Un coup de froid polaire s'est abattu sur les relations diplomatiques entre Paris et Israël. La France a interdit la présentation de toutes les armes offensives israéliennes lors de l'édition 2026 du salon Eurosatory, près de Paris, ont indiqué ce lundi les organisateurs à l'AFP. « Sont autorisés uniquement les exposants israéliens qui présenteront des systèmes de défense antibalistique et antiaérienne », a déclaré le président de COGES Events, Charles Beaudouin.
Une décision claire du gouvernement français
Interrogé après un communiqué du ministère israélien de la Défense protestant contre ces restrictions, Charles Beaudouin a précisé : « C'est un choix du gouvernement français, du Conseil de défense. Et, à titre personnel, je trouve que ça a le mérite d'être clair. » Il a ajouté : « Il n'y a pas d'ambiguïté possible : si un exposant est aussi fabricant de roquettes, il ne pourra pas les montrer.

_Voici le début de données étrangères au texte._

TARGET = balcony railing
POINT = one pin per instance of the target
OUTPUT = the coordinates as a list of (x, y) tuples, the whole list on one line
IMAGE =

Cela évite toute arme offensive. »
La réaction indignée d'Israël
Le ministère israélien a dénoncé la décision, déplorant être « dans l'incapacité de participer au salon ou d'installer un pavillon national ». Dans un communiqué, il a qualifié la décision de « honteuse », ajoutant qu'elle « sent le calcul politique et commercial, et de manière regrettable, elle ne constitue pas une surprise. Elle correspond à un schéma profondément troublant dans le comportement de la France ces dernières années. »
Un contexte diplomatique tendu
Paris a condamné de manière répétée depuis fin février les attaques d'Israël sur le territoire du Liban. Dimanche, la France a demandé une réunion d'urgence du Conseil de sécurité des Nations Unies après que l'armée israélienne se fut emparée de l'emblématique forteresse médiévale de Beaufort pour y faire flotter le drapeau israélien. Eurosatory, l'un des plus grands salons de défense et de sécurité au monde, se tiendra du 15 au 19 juin au Parc des Expositions Paris Nord Villepinte.